Given the widespread reporting of unsanitary, dangerous, and abusive conditions in ICE detention more generally, one reads with hope that the NDS 2019 will be “addressing topics such as medical care, segregation, disability access, sexual assault and abuse prevention and intervention, and language access.” And indeed it does address these topics.
As the ACLU maintains in its analysis released this week of these standards, however, the way that some of these topics are addressed “weakens critical protections and lowers oversight requirements.”
For example, medical standards are one area where previous requirements seem to have been made more vague and more lax:
ICE’s new NDS has removed even basic, minimal safeguards necessary for adequate medical care. ICE no longer requires facilities governed by the NDS to maintain current accreditation with the National Commission on Correctional Health Care (NCCHC).
Also gone is the requirement that health assessments of detainees be performed according to national correctional standards. It’s important to remember that the journey to the U.S. is arduous — many people arrive in poor health, and at least 16 people died in ICE custody in 2018 and 2019. These health assessments, which already lack rigor, are a critical life-saving mechanism.

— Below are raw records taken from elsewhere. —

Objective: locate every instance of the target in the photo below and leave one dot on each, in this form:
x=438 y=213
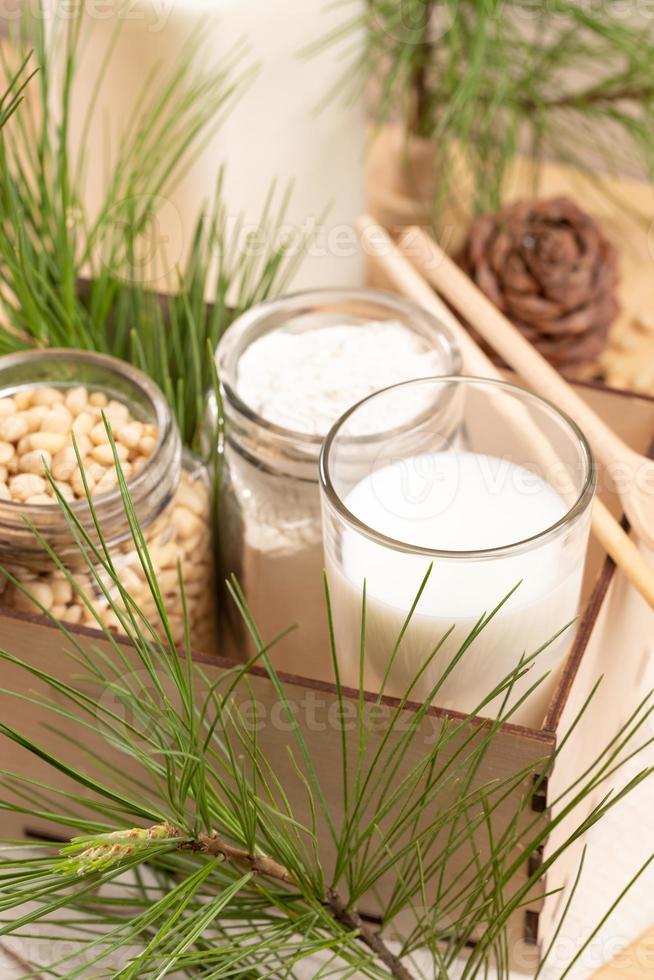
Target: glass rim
x=578 y=507
x=250 y=318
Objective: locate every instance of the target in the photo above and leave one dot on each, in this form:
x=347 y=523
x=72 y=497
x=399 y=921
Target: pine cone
x=549 y=268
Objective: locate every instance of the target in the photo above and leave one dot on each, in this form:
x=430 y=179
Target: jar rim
x=575 y=510
x=228 y=351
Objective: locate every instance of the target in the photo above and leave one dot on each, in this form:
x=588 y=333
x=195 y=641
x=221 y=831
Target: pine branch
x=352 y=920
x=258 y=864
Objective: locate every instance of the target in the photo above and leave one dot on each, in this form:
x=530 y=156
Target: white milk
x=275 y=131
x=458 y=501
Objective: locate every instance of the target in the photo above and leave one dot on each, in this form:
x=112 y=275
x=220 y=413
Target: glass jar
x=269 y=524
x=483 y=501
x=170 y=492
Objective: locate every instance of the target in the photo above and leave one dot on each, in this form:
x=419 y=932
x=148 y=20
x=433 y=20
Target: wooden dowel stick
x=406 y=279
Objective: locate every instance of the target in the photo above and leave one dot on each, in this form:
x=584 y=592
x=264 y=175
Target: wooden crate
x=614 y=620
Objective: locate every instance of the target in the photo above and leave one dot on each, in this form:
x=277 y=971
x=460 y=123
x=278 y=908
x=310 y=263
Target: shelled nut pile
x=36 y=431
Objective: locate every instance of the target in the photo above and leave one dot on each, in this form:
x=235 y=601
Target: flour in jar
x=304 y=381
x=302 y=377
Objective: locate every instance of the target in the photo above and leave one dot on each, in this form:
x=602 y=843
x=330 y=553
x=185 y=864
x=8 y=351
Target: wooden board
x=634 y=963
x=401 y=176
x=611 y=602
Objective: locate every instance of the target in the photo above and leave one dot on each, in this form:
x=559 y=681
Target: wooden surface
x=401 y=179
x=635 y=963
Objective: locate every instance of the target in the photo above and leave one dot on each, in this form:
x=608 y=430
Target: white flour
x=306 y=381
x=272 y=536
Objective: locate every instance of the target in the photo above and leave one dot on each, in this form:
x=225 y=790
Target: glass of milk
x=289 y=368
x=482 y=487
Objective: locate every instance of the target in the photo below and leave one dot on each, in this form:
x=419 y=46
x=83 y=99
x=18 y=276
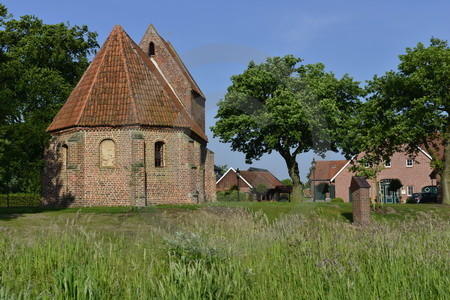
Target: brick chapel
x=132 y=132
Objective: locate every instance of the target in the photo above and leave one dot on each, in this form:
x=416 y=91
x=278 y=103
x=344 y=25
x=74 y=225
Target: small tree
x=395 y=185
x=261 y=190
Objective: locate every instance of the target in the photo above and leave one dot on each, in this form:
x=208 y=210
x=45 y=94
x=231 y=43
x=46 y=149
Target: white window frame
x=410 y=190
x=412 y=162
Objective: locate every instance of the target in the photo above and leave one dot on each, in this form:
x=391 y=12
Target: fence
x=14 y=200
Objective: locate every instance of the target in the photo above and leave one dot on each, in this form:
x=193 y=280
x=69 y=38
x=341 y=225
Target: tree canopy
x=409 y=109
x=287 y=107
x=39 y=66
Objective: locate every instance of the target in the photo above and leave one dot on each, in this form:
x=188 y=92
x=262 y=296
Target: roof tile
x=123 y=86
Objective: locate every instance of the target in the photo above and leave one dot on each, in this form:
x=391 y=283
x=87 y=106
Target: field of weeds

Although ICE has come under fire for inadequate medical and mental health staffing, the new NDS no longer requires health care and medical facilities at these jails to be under the direction of a licensed physician, but instead a “Health Services Administrator.”
Likewise, some of the most barbaric practices – presumably named specifically in the earlier standards in order to remove all doubt as to their prohibition – are now no longer mentioned and have been replaced with much vaguer and more permissive language. Again, quoting from the ACLU commentary:
The new NDS further weakens protections for immigrant detainees against the use of force and solitary confinement by officers. The prior version of the NDS barred officers from the use of “hog-tying, fetal restraints, tight restraints, improperly applied” against immigrant detainees — but this restriction is now eliminated.
Even as the policy seems more permissive on what force may be employed against immigrants held in detention, it also expands opportunities to place them in solitary confinement – for any variety of reasons.
The new NDS broadens allowable reasons to place a detainee in solitary confinement and has removed specific protections for detainees in disciplinary proceedings facing solitary confinement. Medical staff at these facilities may now place detainees in medical segregation (solitary confinement) for refusing examination or treatment.
One especially jarring change that has the potential to reduce information about conditions and independent oversight are the rules regarding visitation. Where the prior version required non-dedicated facilities to allow press and NGO visits, such visits are now merely permitted.
These are only a few of the changes ACLU has compiled in a 9-page summary document listing all substantive changes between the original NDS 2000 and the new NDS 2019, released last month. The solution the ACLU offers –the one most likely to actually improve conditions for the thousands of those currently held in immigrant detention facility across the United States – is to reiterate their call for a moratorium on immigrant detention. Short of that worthy call, we would add that the need for local and state oversight becomes even more pressing when the federal authority charged with establishing national standards weakens them so dramatically.